Il cibo non è solo cibo. È anche nutrimento: spirituale, culturale. E poi, molto altro. La consuetudine tutta umana di nutrirsi e insieme ritenere di star facendo anche molto altro vanta radici antiche e numerose testimonianze. Una di queste non è diretta, ma si avvale di molteplici studi e ricerche. Non è specificamente legata a ciò che ci riempie lo stomaco ma ha a che fare con ciò di cui l’uomo si ciba: miti, sogni, costumi, ambizioni, credenze e molto spesso tutte queste situazioni sono legate per superstizione, analogia, magia o poesia agli alimenti. Si tratta delle documentazioni storiche di James G. Frazer che nel suo libro “Il ramo d’oro” racconta l’infanzia dell’uomo e non può farlo ignorando l’aspetto materiale perché sempre storie e magie, anche quelle che lui narra, hanno relazione profonda con le più tangibili presenze del quotidiano. La linea sottile tra incantesimo e preghiera, magia e religione, credenza e scienza è tracciata, ma non resta netta alla mente del lettore ancora avviluppata nelle fascinazioni di gesta e prassi antiche. Nel fitto bosco romanzesco che il padre della moderna antropologia traccia, ci sono delineate possibilità di sentieri: quello che io prendo oggi per voi è il percorso del cibo, parte del rituale del vivere, simbolico modo d’introiettare materia e anima. E mi viene subito in mente il pane, perché lievita, e si trasforma da speranza in possibilità di esistenza. È la magia della sopravvivenza fatta cibo, un incantesimo che acquista metaforicità e chiave simbolica anche nelle tradizioni religiose. Frazer ricorda la convinzione antica del potere del pane di scacciare i demoni: ecco perché bisognava tenerlo sempre in casa. Oggi diremmo che queste presenze maligne, antagoniste del pane, cibo per eccellenza, altre non sono che lo spettro delle carestie, a lungo vissute dall’umanità, delle guerre e della povertà, poiché forse ha uno strano modo di esprimersi il mito, ma sempre dice il vero. In alcuni casi questo pane così vicino alla vita come significato era necessario ai defunti per arrivare nell’al di là: un altro tipo di moneta da tributare a “Caronte”. Se il cibo nutre, il pane è quintessenza di ogni cibo: la sua presenza esorcizza la morte, la fronteggia e vince.
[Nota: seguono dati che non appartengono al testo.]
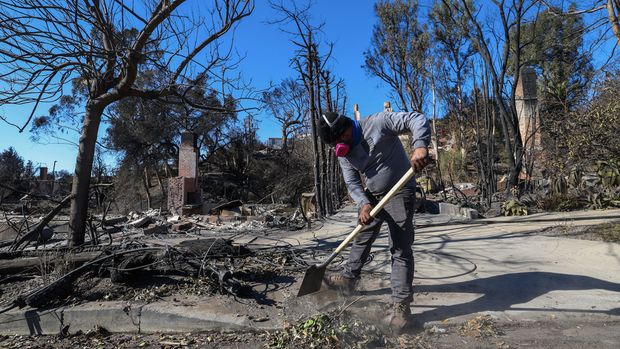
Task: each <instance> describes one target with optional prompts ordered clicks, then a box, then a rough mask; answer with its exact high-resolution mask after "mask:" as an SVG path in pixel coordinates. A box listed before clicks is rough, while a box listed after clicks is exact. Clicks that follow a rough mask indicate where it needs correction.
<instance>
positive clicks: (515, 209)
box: [502, 199, 528, 216]
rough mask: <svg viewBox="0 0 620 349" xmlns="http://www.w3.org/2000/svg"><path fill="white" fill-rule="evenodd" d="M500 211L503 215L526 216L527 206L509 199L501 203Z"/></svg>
mask: <svg viewBox="0 0 620 349" xmlns="http://www.w3.org/2000/svg"><path fill="white" fill-rule="evenodd" d="M502 213H503V214H504V216H527V214H528V208H527V206H525V205H524V204H522V203H521V202H519V201H518V200H515V199H511V200H506V201H504V202H503V203H502Z"/></svg>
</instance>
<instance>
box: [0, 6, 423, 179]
mask: <svg viewBox="0 0 620 349" xmlns="http://www.w3.org/2000/svg"><path fill="white" fill-rule="evenodd" d="M422 2H424V1H422ZM373 4H374V1H370V0H361V1H360V0H358V1H355V0H316V1H315V3H314V6H313V8H312V13H313V14H312V16H313V18H312V21H313V23H317V24H318V23H321V22H324V23H325V25H324V27H323V38H324V39H325V40H326V41H330V42H333V43H334V44H335V45H334V51H333V55H332V56H333V58H332V60H331V64H330V66H331V68H332V70H333V72H334V73H335V74H336V75H337V76H338V77H340V78H343V79H344V80H345V82H346V86H347V93H348V101H349V102H348V104H349V106H348V108H349V110H353V104H354V103H358V104H359V105H360V111H361V113H362V115H365V114H370V113H373V112H376V111H379V110H382V108H383V101H385V100H386V98H387V95H388V92H387V90H386V89H385V88H384V87H382V85H381V83H380V81H379V80H378V79H376V78H371V77H369V76H368V75H367V74H366V72H365V71H364V70H363V69H362V68H361V66H362V64H363V52H364V51H365V50H366V49H367V48H368V47H369V45H370V37H371V35H372V26H373V24H374V23H375V17H374V12H373ZM275 17H276V14H275V13H274V11H273V10H272V9H271V8H270V7H269V5H268V2H267V0H257V1H256V9H255V11H254V13H253V14H252V15H251V16H250V17H248V18H245V19H244V20H243V21H242V22H241V23H240V25H239V27H237V29H236V31H235V38H234V40H235V47H236V49H237V51H238V52H239V53H240V54H241V55H244V56H245V58H244V60H243V62H242V64H241V66H240V69H241V72H242V74H243V76H244V78H245V79H246V80H251V83H252V85H253V86H254V87H255V88H257V89H263V88H265V87H267V86H268V85H269V82H270V81H273V82H274V83H278V82H279V81H280V80H282V79H284V78H287V77H295V72H294V71H293V69H292V68H290V67H289V60H290V59H291V57H292V55H293V50H294V47H293V45H292V44H291V43H290V39H291V37H290V35H289V34H287V33H284V32H282V31H281V30H280V29H279V28H278V26H276V25H272V24H268V23H267V22H269V21H272V20H273V19H274V18H275ZM48 107H49V105H47V106H46V105H43V106H40V107H39V109H38V112H37V114H36V115H43V114H45V111H46V110H47V108H48ZM29 112H30V109H29V108H28V106H18V107H14V106H0V114H1V115H3V116H6V117H7V118H9V120H12V121H14V122H16V123H19V122H23V120H26V118H27V115H28V114H29ZM255 117H256V118H257V119H258V120H259V124H258V127H259V129H258V136H259V138H261V139H263V140H265V139H267V138H268V137H278V136H279V130H278V126H277V124H276V123H275V122H274V121H272V120H271V119H270V118H269V116H268V115H264V114H258V115H256V116H255ZM28 129H29V127H28V128H27V129H26V130H25V131H24V132H23V133H18V132H17V129H16V128H14V127H12V126H9V125H7V124H5V123H0V150H4V149H6V148H8V147H9V146H13V147H14V148H15V149H16V150H17V152H18V153H19V154H20V155H21V156H22V157H23V158H24V159H25V160H32V161H33V163H34V164H35V165H36V166H48V167H49V168H50V170H51V168H52V166H53V163H54V161H57V164H56V170H59V169H66V170H69V171H70V172H73V167H74V164H75V156H76V154H77V148H76V146H74V145H68V144H54V143H51V144H40V143H34V142H32V141H31V140H30V134H29V133H28ZM72 134H73V136H70V138H71V139H72V140H74V141H77V139H78V135H77V134H76V133H72ZM103 134H104V133H103V132H100V135H103Z"/></svg>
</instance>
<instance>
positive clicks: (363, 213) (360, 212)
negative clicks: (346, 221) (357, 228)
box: [357, 204, 373, 225]
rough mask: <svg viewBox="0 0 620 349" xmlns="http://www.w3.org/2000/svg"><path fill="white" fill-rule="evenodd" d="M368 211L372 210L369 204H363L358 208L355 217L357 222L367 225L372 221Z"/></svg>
mask: <svg viewBox="0 0 620 349" xmlns="http://www.w3.org/2000/svg"><path fill="white" fill-rule="evenodd" d="M370 211H372V205H371V204H364V206H362V208H360V211H359V214H358V217H357V221H358V223H359V224H364V225H368V224H370V223H371V222H372V220H373V218H372V216H371V215H370Z"/></svg>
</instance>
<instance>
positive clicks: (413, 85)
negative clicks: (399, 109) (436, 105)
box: [364, 0, 430, 112]
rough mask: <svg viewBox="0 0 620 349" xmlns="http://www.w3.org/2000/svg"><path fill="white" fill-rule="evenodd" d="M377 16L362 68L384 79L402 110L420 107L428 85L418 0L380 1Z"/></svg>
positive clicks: (427, 76)
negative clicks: (374, 26) (418, 11)
mask: <svg viewBox="0 0 620 349" xmlns="http://www.w3.org/2000/svg"><path fill="white" fill-rule="evenodd" d="M375 13H376V15H377V17H378V19H379V23H377V24H376V25H375V27H374V29H373V36H372V39H371V47H370V49H369V50H368V51H366V52H365V53H364V59H365V63H364V68H365V69H366V70H367V71H368V73H369V74H371V75H374V76H377V77H378V78H380V79H381V80H383V81H384V82H385V83H386V84H387V85H388V86H389V87H390V88H391V90H392V92H393V93H394V95H395V98H394V99H395V101H396V102H397V105H398V107H399V108H400V109H402V110H403V111H418V112H421V111H422V105H423V104H424V99H425V96H426V90H427V85H428V70H427V68H426V64H427V62H428V59H427V58H428V54H429V43H430V36H429V33H428V32H427V30H426V27H425V26H423V25H421V23H420V22H419V21H418V1H417V0H397V1H379V2H377V3H376V4H375Z"/></svg>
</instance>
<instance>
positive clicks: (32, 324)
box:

Osiride era descritto dagli Egizi come il Dio del grano, poiché il suo ciclo di coltivazione è metafora della rigenerazione dell’esistenza. Persefone e Demetra, spiega Frazer nel suo inesauribile serbatoio di storie, rappresentano nel mondo greco lo stesso concetto. La discesa agli inferi di Persefone cela l’atto della semina. Il suo ritorno in terra simboleggia la primavera e il grano nuovo.
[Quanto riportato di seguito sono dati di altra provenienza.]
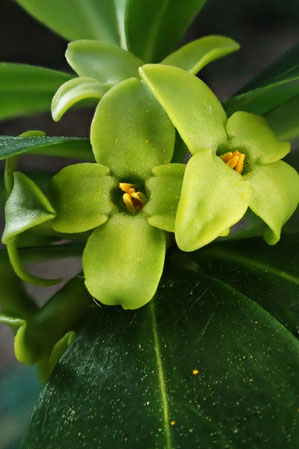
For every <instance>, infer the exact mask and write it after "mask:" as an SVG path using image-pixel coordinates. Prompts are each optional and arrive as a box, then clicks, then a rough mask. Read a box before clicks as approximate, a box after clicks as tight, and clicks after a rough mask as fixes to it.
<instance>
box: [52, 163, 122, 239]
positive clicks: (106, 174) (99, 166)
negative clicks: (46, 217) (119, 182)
mask: <svg viewBox="0 0 299 449" xmlns="http://www.w3.org/2000/svg"><path fill="white" fill-rule="evenodd" d="M108 174H109V168H107V167H104V166H102V165H99V164H92V163H83V164H76V165H70V166H68V167H65V168H63V169H62V170H61V171H60V172H59V173H58V174H57V175H56V176H54V178H53V179H52V181H51V183H50V186H49V196H50V199H51V202H52V204H53V207H54V209H55V211H56V217H55V218H54V220H53V221H52V223H51V225H52V227H53V229H54V230H55V231H57V232H65V233H77V232H85V231H88V230H90V229H93V228H96V227H97V226H100V225H101V224H103V223H105V221H106V220H107V219H108V215H109V214H110V212H111V210H112V208H113V204H112V202H111V190H112V189H113V187H115V185H116V183H115V180H114V179H113V178H112V177H111V176H108Z"/></svg>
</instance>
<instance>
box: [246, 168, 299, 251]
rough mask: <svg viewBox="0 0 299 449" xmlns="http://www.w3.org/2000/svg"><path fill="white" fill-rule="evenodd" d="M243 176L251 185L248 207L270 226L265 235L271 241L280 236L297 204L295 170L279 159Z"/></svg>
mask: <svg viewBox="0 0 299 449" xmlns="http://www.w3.org/2000/svg"><path fill="white" fill-rule="evenodd" d="M245 178H247V179H248V180H249V181H250V184H251V187H252V197H251V200H250V203H249V207H250V209H251V210H252V211H253V212H254V213H255V214H256V215H258V216H259V217H260V218H261V219H262V220H263V221H264V222H265V223H266V224H267V225H268V226H269V229H267V230H266V232H265V233H264V238H265V240H266V242H267V243H268V244H269V245H274V244H275V243H277V242H278V240H279V239H280V232H281V228H282V226H283V225H284V224H285V223H286V222H287V221H288V219H289V218H290V216H291V215H292V214H293V212H294V211H295V210H296V208H297V206H298V200H299V177H298V173H297V172H296V170H295V169H294V168H293V167H291V166H290V165H288V164H286V163H285V162H282V161H278V162H274V163H273V164H269V165H263V166H259V167H256V169H255V170H253V172H251V173H249V174H248V175H246V176H245Z"/></svg>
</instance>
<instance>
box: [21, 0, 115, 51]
mask: <svg viewBox="0 0 299 449" xmlns="http://www.w3.org/2000/svg"><path fill="white" fill-rule="evenodd" d="M16 1H17V2H18V3H19V5H21V6H22V7H23V8H25V9H26V11H27V12H29V14H31V15H32V16H33V17H35V18H36V19H37V20H39V21H40V22H42V23H43V24H44V25H46V26H48V27H49V28H51V29H52V30H53V31H55V32H56V33H58V34H60V35H61V36H63V37H64V38H65V39H67V40H70V41H73V40H76V39H96V40H102V41H105V42H110V43H112V44H116V45H117V44H119V41H120V35H119V25H118V21H117V17H116V6H115V3H114V1H111V0H101V1H98V0H84V2H82V1H77V0H51V2H50V3H48V2H46V3H45V1H44V0H16Z"/></svg>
L’usanza tutta cristiana di spezzare il pane e accostarlo al corpo di Cristo ha un forte impatto emotivo ma non è un archetipo isolato. Anche gli Aztechi prima della conquista spagnola lo assumevano in maniera rituale, assimilandolo al corpo della divinità, che li avrebbe così resi più forti. Mangiare un animale o non farlo è sempre stata una questione simbolica. Farlo era assumere la forza o l’intelletto della preda, evitare di nutrirsi dell’animale dopo averlo sacrificato era visto come un’offerta gradita agli Dei. Quanto si introiettava, secondo molte tribù e civiltà, nel mangiare l’animale o negli atti rituali di cannibalismo, non era pura materia, come detto: ma principalmente l’anima, e poi la forza, il vigore, le qualità dell’avversario. Mangiare è sempre stato Essere, nella considerazione più istintiva, quando l’istinto era logica e lo spirito non poteva che essere, in ultima analisi, materia, o suo veicolo. Così torniamo al corpo di Cristo e al pane degli Aztechi, e anche questa consuetudine, divenuta sacra, nasconde tra le sue radici non viste un elemento di tribalità: quella convinzione sanguigna e illogica del selvaggio di acquisire le qualità fisiche e morali dell’uomo e dell’animale che mangiava, e di conseguenza la divinità stessa dell’essere divino assaporato, mediante una simbolica nutrizione rituale.